= Lee Elliot Major =

British sociologist

Lee Elliot Major is Professor of Social Mobility at the University of Exeter, Britain's first professor in the field. His work is dedicated to improving the prospects of people from disadvantaged backgrounds and tackling barriers to opportunity in education and the workplace.

== Early life and education ==
He grew up in Feltham, west London, and lived in a shared house on social security after his parents split up. He worked as a dustman and street cleaner for a summer. He attended Isleworth and Syon School and Richmond upon Thames College. He gained a BSc in physics and PhD in theoretical physics at the University of Sheffield, and an MSc Science Communication at Imperial College, London, in 1994.

== Books ==

His book Social Mobility and Its Enemies (2018), written with Stephen Machin, documents the problem of Britain's low social mobility. In his TEDx talk in 2019, Major describes an "escalating arms race of education" in which the poorest children are increasingly ill-equipped to fight.

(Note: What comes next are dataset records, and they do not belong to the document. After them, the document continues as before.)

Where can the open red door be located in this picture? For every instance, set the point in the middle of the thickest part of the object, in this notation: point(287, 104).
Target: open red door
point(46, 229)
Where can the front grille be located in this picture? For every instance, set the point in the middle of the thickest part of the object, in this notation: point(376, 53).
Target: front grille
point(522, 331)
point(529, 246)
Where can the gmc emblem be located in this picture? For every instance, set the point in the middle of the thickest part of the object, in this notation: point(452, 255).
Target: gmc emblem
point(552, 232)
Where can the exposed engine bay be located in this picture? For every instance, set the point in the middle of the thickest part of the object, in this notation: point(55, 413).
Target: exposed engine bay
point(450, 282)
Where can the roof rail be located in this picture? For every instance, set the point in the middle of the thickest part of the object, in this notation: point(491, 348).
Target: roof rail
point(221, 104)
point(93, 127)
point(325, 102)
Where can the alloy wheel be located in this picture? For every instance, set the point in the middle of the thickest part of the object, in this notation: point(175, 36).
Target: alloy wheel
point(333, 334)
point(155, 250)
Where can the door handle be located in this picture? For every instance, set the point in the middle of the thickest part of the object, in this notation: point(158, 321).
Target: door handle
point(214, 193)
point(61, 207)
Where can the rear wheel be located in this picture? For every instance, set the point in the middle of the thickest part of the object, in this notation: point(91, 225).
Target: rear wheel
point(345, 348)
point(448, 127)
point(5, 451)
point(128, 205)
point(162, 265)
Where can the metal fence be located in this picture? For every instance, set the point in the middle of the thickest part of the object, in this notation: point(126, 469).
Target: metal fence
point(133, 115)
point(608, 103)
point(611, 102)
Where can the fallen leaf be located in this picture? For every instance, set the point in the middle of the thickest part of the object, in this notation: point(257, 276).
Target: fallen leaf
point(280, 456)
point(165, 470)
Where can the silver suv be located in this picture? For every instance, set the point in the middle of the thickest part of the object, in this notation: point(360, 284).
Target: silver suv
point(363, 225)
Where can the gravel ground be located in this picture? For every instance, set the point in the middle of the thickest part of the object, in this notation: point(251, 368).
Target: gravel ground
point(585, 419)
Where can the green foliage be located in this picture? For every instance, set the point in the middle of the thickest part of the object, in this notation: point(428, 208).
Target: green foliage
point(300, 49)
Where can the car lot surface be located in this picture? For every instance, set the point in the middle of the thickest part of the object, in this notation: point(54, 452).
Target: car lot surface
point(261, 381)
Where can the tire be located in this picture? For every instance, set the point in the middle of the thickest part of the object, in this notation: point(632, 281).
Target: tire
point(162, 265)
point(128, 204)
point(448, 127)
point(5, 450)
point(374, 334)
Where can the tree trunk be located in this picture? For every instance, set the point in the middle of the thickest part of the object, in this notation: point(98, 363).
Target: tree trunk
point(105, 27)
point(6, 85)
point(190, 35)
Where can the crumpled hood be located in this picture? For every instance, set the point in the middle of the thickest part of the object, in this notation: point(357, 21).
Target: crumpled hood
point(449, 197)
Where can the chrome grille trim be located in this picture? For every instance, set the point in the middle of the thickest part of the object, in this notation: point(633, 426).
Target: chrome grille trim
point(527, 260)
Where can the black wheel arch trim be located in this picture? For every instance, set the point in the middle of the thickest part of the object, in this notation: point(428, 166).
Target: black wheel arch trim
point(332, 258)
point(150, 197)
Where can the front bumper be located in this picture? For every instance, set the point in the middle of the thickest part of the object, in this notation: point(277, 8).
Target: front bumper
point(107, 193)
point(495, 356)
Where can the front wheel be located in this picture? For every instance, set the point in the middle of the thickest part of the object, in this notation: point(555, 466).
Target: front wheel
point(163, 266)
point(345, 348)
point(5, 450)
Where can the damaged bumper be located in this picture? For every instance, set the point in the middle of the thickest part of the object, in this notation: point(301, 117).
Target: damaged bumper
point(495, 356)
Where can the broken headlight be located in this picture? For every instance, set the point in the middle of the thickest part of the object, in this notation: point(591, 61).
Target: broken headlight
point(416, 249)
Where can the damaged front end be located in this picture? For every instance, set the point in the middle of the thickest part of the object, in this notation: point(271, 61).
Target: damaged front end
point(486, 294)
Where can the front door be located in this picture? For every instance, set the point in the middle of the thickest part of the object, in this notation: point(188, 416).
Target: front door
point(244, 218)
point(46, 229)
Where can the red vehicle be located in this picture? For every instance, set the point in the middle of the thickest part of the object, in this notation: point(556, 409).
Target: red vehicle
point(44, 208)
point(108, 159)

In their follow-up book What Do We Know and What Should We Do About Social Mobility? (2020), Major and Machin argue that the COVID-19 pandemic will widen education and economic inequalities.

Major's book What Works? (2019), written with Steve Higgins, a professor of education at Durham University, provides best bets to teachers for improving outcomes for disadvantaged pupils. It extends the work of Major and Higgins as co-authors of the original Sutton Trust-EEF toolkit. Major advocates an approach to teaching that is informed by evidence.

In Equity in Education (2023), Major challenges deficit-based approaches and class biases in schools, arguing for a new approach focused on identifying and removing barriers to learning in schools. The Equity Scorecard offers a practical toolkit for school leaders.

In Cracking the Class Code (2026), Major explores the hidden class barriers that shape progression in top-tier global firms and sets out a practical blueprint for identifying and developing talent in elite workplaces.

== Career ==

Major was an education journalist working for The Guardian, The Times Higher Education Supplement, and Research Fortnight. He was Director of Policy at the Wellcome Trust between 2002 and 2004.

In 2006 he joined the Sutton Trust becoming its first Chief Executive in 2014. From 2011 to 2019 he was a trustee of the Education Endowment Foundation. He was co-author of What Makes Great Teaching.

Appointed as a professor of practice at the University of Exeter's Graduate School of Education in 2019, he is focused on the impact of research, working closely with school leaders, universities, employers and policy makers. He regularly features in the national media. He argues that social mobility is about securing decent jobs in local communities not just catapulting a lucky few to the top. He has warned that there will be a 'clash of classes' as students compete for elite university places. He also helped establish the South-West Social Mobility Commission and developed a university tutoring model in which undergraduates receive degree credit for supporting local school pupils.

He was previously an associate member of Nuffield College, University of Oxford, an associate of LSE's Centre for Economic Performance, a visiting fellow at the LSE's International Inequalities Institute, and an honorary professor at the UCL Institute of Education and serves on the Strategic Advisory Network of the Economic and Social Research Council. He is a Fellow of the Academy of Social Sciences.

He previously served as a governor at William Ellis School, and is a trustee of the Ted Wragg Trust.

== Honours ==

He was appointed OBE in the 2019 Queen's Birthday Honours for services to social mobility.

In 2017, he was awarded an honorary doctorate from the University of Sheffield for services to education.